First they came for the communists,
and I didn’t speak out because I wasn’t a communist.
Then they came for the trade unionists,
and I didn’t speak out because I wasn’t a trade unionist.
Then they came for the Jews,
and I didn’t speak out because I wasn’t a Jew.
Then they came for me,
and there was no one left to speak out for me.

And I wonder how we should describe what has happened to us… how the best characteristics of a culture can be destroyed by the enemies within, who yearn to control and intimidate. And this is what I think:

When they said we were war-mongers, I said nothing, because I knew we had not been war-mongers, and I thought everyone knew that.

When they said we were racists, I said nothing, because I knew we were not racists, and I thought everyone knew that.

When they said we were Nazis, I said nothing and even smiled a little, because I knew we were not Nazis, and I thought everyone knew that.

When they said we were selfish, I said nothing, because I knew we were the first truly generous nation in the history of the world, and I thought everyone knew that.

And when they said the Constitution was outdated, I said nothing, because I knew that it was timeless and newer than all the morally bankrupt tyrannies that have risen up before and since, and I thought everyone knew that.

And when I was done saying nothing, I found that I no longer had the freedom that had made me the luckiest citizen on the face of the earth.

And no one knew or cared.

10 thoughts on “Silence Means Assent

  1. Extremely well said. This is getting a place of honor in my bookmarks. Danke, Kamerad.

  2. Not warmongers? Undermining and attacking communist regimes (in Chile’s case, a properly elected one) by installing and supporting equally nasty right-wing military dictatorships is not a recipe for peace, especially as some communists, eg in Indochina, won support because people mostly just wanted the foreigners out.

    Many on this site have commented on the disastrous results of US & other Western intervention in Iraq and Libya, and now Syria.

    Not racists? My own country of Britain’s record on this is far from perfect, but we didn’t prevent black people from voting in any part of the UK before the 1960s.

    Selfish? No- Americans are indeed among the most generous of nations.

  3. Mark H. You’re missing the point of the essay focusing on the mind-set of the general population. The issues you poke at involve government-political decisions not necessarily supported by the majority of the population. You’re judging an entire nation bad because of the actions of a few bad leaders.

    Let’s not look at Britain’s efforts to conquer the globe in the not to distant past or its own racism against the Irish, etc.. But having said that the majority of British citizens are no more warmongers or racist than U.S. citizens.

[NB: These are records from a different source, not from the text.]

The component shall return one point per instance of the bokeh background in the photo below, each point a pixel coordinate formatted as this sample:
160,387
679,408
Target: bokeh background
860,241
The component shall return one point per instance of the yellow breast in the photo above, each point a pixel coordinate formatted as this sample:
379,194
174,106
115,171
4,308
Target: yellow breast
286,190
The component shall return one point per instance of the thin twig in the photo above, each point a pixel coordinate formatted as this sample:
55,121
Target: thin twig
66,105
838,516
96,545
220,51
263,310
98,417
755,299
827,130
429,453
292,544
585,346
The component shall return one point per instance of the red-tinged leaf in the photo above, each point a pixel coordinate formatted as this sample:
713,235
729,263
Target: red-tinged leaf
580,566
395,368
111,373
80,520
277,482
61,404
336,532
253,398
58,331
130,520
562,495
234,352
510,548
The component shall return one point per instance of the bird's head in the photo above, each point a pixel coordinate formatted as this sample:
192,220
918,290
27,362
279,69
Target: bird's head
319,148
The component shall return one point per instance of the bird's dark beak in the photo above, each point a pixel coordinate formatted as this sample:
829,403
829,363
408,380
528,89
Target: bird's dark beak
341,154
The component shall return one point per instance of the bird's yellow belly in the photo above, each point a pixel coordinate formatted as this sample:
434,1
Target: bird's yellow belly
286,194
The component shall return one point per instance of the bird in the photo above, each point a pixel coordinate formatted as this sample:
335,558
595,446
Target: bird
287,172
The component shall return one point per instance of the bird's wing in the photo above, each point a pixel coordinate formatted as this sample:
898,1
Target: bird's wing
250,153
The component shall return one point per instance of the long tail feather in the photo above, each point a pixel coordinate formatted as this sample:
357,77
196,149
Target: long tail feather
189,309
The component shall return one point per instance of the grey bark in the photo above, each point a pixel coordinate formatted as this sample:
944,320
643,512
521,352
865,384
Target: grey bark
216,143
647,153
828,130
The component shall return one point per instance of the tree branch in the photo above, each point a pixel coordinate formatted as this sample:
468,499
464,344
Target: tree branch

    What you do reflect, however, is the uppity-arrogance of the old-world European mindset toward new-world nations. Sorry, but U.S. citizens are generally proud of their European or African heritages and interjecting your own prejudice in this discussion of prejudices doesn’t help.

  4. RE: “Many on this site have commented on the disastrous results of US & other Western intervention in Iraq and Libya, and now Syria.”

    Is it that the intervention wrong, or is it that the interventions are bungled?

    I support such intervention if the effort is properly prioritize, focused and executed.

    In these particular instance, however, with 20/20 hindsight I do not support how the government has bungled the effort.

    • Thanks, Lawrene. I hadn’t meant to imply any particular superiority on the part of the Old World, believe me; unlike many on the Left, I admire what the US stands (or stood?) for.

      I still don’t think the second invasion of Iraq could have turned out well, even with better planning; it just removed the regime that kept the lid on the Sunni-Shia civil war. And given the disasters in Libya and Syria, what quantity of American, and perhaps other, blood and treasure would it take to impose lasting peace?

      You’re right that citizens of Western democracies have too little influence over the leaders who claim to represent them.

  5. Lovely little essay; is the author, JHL, German or American?

    “…Nazism stamped out a nation’s decent impulses through intimidation, lies and fear…”

    ^^^ This is a quote which I will safe, I can already see it come in handy all over the place, all one has to do is to replace the word “Nazism”.